We need a public inquiry into Finucane murder
Irish News Letters Page, 29.11.01


IT seems that there is no end to British duplicity, hypocrisy and double standards.

For years – and more pronouncedly in past months – weapons have been at the centre of political discourse.

The ‘D’ word seems to have replaced the ‘H’ word from the era of the prison protests and hunger strikes as the most overused word in the political vocabulary pertaining to Northern Irish affairs.

Decommissioning has been the key demand from unionism, the British and others who are intent on putting the republican genie into a concrete bottle.

Not only have republicans been the bull’s-eye for those making the demand for decommissioning, they face the added indignation of having to delegitimise their past if they do opt for decommissioning.

This is all the more poignantly felt within republicanism given that it more than any other party to the conflict suffered so immensely trying to legitimise possession of weaponry – an act the British spent so much time and energy seeking to criminalise.

Given the bitterness of the pill that republicanism is expected to swallow if it is compelled to engage in a further act of ‘never but will’ the least that would be expected is that the British effect the appearance of dignified silence while the funeral cortege of yet another core tenet of Provisional republicanism passes by.

But what we get instead is the British decommissioning their own weapons as a means to destroy evidence and not as a gesture toward the peace process nor as part of an honourable quid pro quo.

The weapon used to murder the solicitor Pat Finucane was recently found by the Stevens team to have been dismantled by members of the British army.

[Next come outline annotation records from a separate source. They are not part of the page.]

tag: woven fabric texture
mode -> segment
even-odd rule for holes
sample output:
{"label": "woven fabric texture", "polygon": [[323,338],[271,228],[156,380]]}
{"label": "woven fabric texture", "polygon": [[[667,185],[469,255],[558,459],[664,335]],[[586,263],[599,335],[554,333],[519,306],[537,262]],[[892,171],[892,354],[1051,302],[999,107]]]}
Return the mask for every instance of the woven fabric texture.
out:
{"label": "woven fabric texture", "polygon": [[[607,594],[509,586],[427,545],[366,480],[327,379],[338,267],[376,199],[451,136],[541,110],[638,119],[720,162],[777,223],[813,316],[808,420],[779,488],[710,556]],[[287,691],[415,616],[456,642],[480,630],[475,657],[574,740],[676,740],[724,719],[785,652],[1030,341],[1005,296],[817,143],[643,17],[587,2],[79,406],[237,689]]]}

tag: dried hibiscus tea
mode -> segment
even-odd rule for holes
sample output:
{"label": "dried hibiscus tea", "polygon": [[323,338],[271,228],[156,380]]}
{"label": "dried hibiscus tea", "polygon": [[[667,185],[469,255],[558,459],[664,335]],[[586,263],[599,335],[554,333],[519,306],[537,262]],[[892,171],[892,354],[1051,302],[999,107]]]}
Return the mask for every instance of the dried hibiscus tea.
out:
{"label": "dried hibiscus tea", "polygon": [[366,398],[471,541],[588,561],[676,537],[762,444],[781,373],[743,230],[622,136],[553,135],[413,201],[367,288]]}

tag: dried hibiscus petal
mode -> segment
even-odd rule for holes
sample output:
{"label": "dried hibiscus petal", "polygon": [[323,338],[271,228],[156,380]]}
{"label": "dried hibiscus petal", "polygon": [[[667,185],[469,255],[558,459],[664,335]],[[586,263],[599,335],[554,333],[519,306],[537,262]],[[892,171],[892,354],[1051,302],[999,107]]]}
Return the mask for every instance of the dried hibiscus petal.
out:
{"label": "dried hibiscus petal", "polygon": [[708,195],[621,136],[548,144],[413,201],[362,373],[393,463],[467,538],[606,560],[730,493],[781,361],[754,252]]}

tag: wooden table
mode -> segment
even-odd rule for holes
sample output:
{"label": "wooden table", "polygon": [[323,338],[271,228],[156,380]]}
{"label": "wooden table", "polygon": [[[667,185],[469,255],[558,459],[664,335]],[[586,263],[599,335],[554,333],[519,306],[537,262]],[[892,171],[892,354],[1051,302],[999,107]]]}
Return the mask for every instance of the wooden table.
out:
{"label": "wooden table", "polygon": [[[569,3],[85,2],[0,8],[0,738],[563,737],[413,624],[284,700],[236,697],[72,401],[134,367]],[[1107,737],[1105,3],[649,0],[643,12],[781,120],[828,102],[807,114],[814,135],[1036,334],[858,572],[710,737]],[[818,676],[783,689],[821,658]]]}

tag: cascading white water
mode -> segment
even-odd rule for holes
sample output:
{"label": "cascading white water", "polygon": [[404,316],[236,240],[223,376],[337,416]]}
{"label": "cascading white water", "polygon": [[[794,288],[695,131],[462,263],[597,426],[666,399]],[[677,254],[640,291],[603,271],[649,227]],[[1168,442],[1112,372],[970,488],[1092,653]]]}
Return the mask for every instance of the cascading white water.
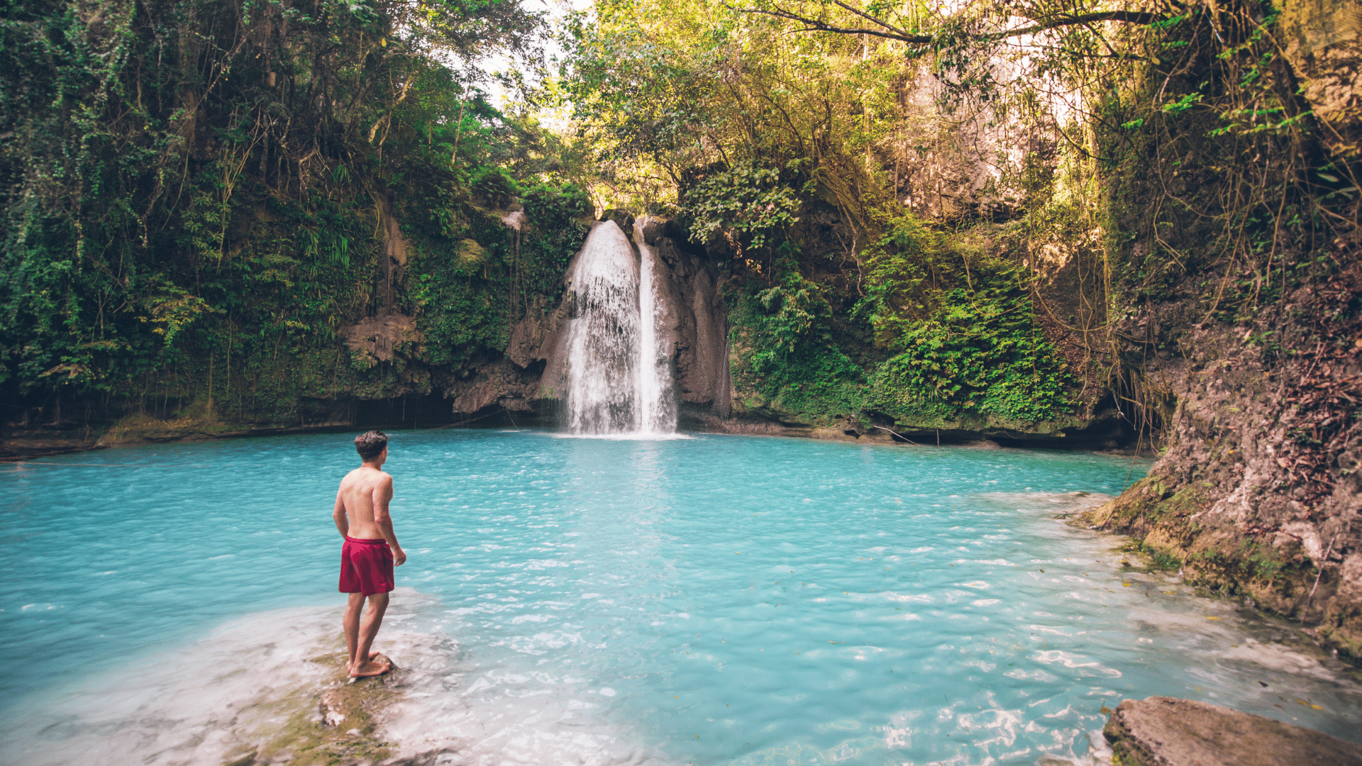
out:
{"label": "cascading white water", "polygon": [[[636,225],[643,243],[642,222]],[[568,428],[573,433],[671,433],[670,348],[658,342],[656,252],[640,258],[613,221],[587,237],[571,274]]]}
{"label": "cascading white water", "polygon": [[671,433],[677,406],[671,395],[671,343],[659,342],[662,307],[658,303],[658,251],[643,237],[648,217],[633,222],[639,244],[639,431]]}

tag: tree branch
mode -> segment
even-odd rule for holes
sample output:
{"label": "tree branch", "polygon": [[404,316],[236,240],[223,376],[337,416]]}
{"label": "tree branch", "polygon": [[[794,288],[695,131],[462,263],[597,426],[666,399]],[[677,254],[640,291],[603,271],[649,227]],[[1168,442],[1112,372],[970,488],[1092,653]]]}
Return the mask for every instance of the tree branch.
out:
{"label": "tree branch", "polygon": [[[899,29],[899,27],[896,27],[896,26],[893,26],[893,25],[891,25],[888,22],[880,20],[880,19],[877,19],[877,18],[874,18],[874,16],[872,16],[872,15],[864,12],[864,11],[858,11],[858,10],[853,8],[851,5],[847,5],[846,3],[842,3],[840,0],[832,0],[832,1],[835,4],[838,4],[839,7],[846,8],[847,11],[851,11],[853,14],[855,14],[855,15],[858,15],[858,16],[861,16],[861,18],[872,22],[872,23],[874,23],[880,29],[838,27],[838,26],[832,26],[829,23],[821,22],[819,19],[813,19],[813,18],[809,18],[809,16],[801,16],[798,14],[791,14],[790,11],[783,11],[783,10],[779,10],[779,8],[776,8],[774,11],[768,11],[768,10],[764,10],[764,8],[735,8],[733,5],[725,5],[725,7],[729,8],[730,11],[737,11],[740,14],[761,14],[761,15],[765,15],[765,16],[775,16],[778,19],[786,19],[786,20],[790,20],[790,22],[798,22],[798,23],[804,25],[804,29],[801,29],[798,31],[829,31],[829,33],[834,33],[834,34],[869,34],[869,35],[873,35],[873,37],[883,37],[883,38],[887,38],[887,40],[898,40],[900,42],[907,42],[908,45],[928,45],[929,42],[932,42],[934,40],[933,35],[930,35],[930,34],[908,34],[907,31],[903,31],[902,29]],[[1051,29],[1060,29],[1060,27],[1068,27],[1068,26],[1077,26],[1077,25],[1090,25],[1090,23],[1094,23],[1094,22],[1121,22],[1121,23],[1126,23],[1126,25],[1152,25],[1155,22],[1167,20],[1169,18],[1170,16],[1165,16],[1162,14],[1151,14],[1151,12],[1145,12],[1145,11],[1096,11],[1096,12],[1092,12],[1092,14],[1079,14],[1079,15],[1075,15],[1075,16],[1057,16],[1057,18],[1053,18],[1053,19],[1046,19],[1046,20],[1042,20],[1042,22],[1036,22],[1036,23],[1034,23],[1031,26],[1024,26],[1024,27],[1017,27],[1017,29],[1009,29],[1009,30],[1004,30],[1004,31],[981,33],[981,34],[975,35],[975,40],[1005,40],[1008,37],[1019,37],[1019,35],[1023,35],[1023,34],[1035,34],[1038,31],[1046,31],[1046,30],[1051,30]]]}

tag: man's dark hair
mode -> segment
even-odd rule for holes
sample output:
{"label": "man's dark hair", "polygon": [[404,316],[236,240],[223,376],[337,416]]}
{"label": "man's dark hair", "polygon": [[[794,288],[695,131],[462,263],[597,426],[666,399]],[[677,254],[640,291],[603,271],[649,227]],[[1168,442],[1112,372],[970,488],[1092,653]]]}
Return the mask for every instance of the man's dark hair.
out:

The weapon had started its life as the property of the British military and somehow managed to find its way to the UDA killers of Pat Finucane.

The dead solicitor’s brother Martin alleged that the revelation about the weapons dismantling “reinforces the necessity for a full judicial inquiry and shows the build-up of a web of deceit and cover-up at the highest level”.

Martin Finucane’s assertions grow in strength when considered against a similar revelation some time ago about weapons used in the Bloody Sunday massacre having been destroyed by the British ministry of defence.

Too sinister to have been a mere coincidence, it would be an abdication of responsibility on the part of everyone professing concern for justice and transparency in the murky world of state violence if they fail to support the call of Martin Finucane.